Hacker News new | ask | show | jobs
by spectre256 4111 days ago
Joel Spolsky has one of the most convincing discussions on this topic: http://www.joelonsoftware.com/articles/fog0000000069.html

"Back to that two page function. Yes, I know, it's just a simple function to display a window, but it has grown little hairs and stuff on it and nobody knows why. Well, I'll tell you why: those are bug fixes. ...

Each of these bugs took weeks of real-world usage before they were found. The programmer might have spent a couple of days reproducing the bug in the lab and fixing it. If it's like a lot of bugs, the fix might be one line of code, or it might even be a couple of characters, but a lot of work and time went into those two characters.

When you throw away code and start from scratch, you are throwing away all that knowledge. All those collected bug fixes. Years of programming work."

2 comments

It doesn't convince me. There's no one answer that's correct for all situations.

Sometimes, had it been written well from the beginning, there wouldn't have been as many bugs in the first place, though.

I've seen codebases that really shouldn't be redone, just maintained and slightly patched over time - the risks are too high, the maintenance is low, patches are at least understood (mostly).
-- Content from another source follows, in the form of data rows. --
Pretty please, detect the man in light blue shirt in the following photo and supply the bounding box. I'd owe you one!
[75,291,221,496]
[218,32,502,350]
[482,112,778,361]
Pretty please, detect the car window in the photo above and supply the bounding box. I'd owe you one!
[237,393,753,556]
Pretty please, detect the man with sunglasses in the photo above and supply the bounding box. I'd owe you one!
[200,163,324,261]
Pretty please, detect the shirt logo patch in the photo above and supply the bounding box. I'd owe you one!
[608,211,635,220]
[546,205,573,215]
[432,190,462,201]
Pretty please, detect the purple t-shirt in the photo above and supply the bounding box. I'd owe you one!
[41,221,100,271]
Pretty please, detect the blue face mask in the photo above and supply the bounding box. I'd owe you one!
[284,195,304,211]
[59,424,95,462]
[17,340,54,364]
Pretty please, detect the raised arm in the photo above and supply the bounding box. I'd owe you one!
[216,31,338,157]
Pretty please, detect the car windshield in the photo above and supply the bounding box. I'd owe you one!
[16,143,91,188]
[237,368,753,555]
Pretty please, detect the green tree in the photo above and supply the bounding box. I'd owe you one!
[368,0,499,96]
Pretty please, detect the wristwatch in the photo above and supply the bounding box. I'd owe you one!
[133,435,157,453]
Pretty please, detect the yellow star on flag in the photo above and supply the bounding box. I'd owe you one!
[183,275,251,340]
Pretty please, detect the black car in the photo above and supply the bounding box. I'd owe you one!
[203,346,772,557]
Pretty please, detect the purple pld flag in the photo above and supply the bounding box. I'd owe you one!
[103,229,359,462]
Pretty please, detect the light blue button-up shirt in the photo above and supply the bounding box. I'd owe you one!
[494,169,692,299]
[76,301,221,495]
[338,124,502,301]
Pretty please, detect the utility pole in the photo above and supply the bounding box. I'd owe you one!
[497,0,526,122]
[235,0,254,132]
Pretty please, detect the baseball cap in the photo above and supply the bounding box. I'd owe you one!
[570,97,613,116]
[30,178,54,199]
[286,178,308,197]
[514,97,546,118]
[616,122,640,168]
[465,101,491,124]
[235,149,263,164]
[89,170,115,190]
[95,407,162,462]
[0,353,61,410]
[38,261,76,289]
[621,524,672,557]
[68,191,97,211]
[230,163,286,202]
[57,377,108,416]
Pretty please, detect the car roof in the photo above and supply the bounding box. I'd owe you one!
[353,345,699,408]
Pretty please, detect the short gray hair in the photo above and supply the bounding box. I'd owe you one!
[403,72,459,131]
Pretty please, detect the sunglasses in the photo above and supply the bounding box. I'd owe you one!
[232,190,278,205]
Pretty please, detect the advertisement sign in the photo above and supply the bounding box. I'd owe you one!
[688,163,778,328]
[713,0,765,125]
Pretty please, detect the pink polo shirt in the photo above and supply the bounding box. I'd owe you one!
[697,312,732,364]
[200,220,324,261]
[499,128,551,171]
I've also seen other codebases that should be scrapped and restarted. It really depends on the skills, commitment and expectations of the parties involved, and there's no one answer that fits all situations.

This time, PHK wasn't able to claim that he recognized any serious issues, but still started from scratch, leaving out even the idea to support all that NTPd already has fully implemented. And he received money to find and fix the bugs, not to make one more proof of concept.
Wasn't specifically defending the PHK decision, more just against the Spolsky article. I've seen it quoted as gospel over the past decade, and ... it just doesn't hold true in all situations.
It depends on the initial quality of the code. Spolsky happens to work with very talented people who tend not to write bad code, so if something looks weird and you don't know why it's there it's easy to give someone the benefit of the doubt.

But if you don't work with talented/skilled/experienced people and there's "weird stuff" in the codebase it might well be for no good reason at all.

You can only invoke the Spolsky "it's bug-fixes!" argument if you're not cleaning up someone's horrific mess.

Exactly, but that nuance is lost on many people. I've lost count of how many people have quoted "don't restart from scratch!" and cited that Spolsky article as some sort of irrefutable wisdom of the ages.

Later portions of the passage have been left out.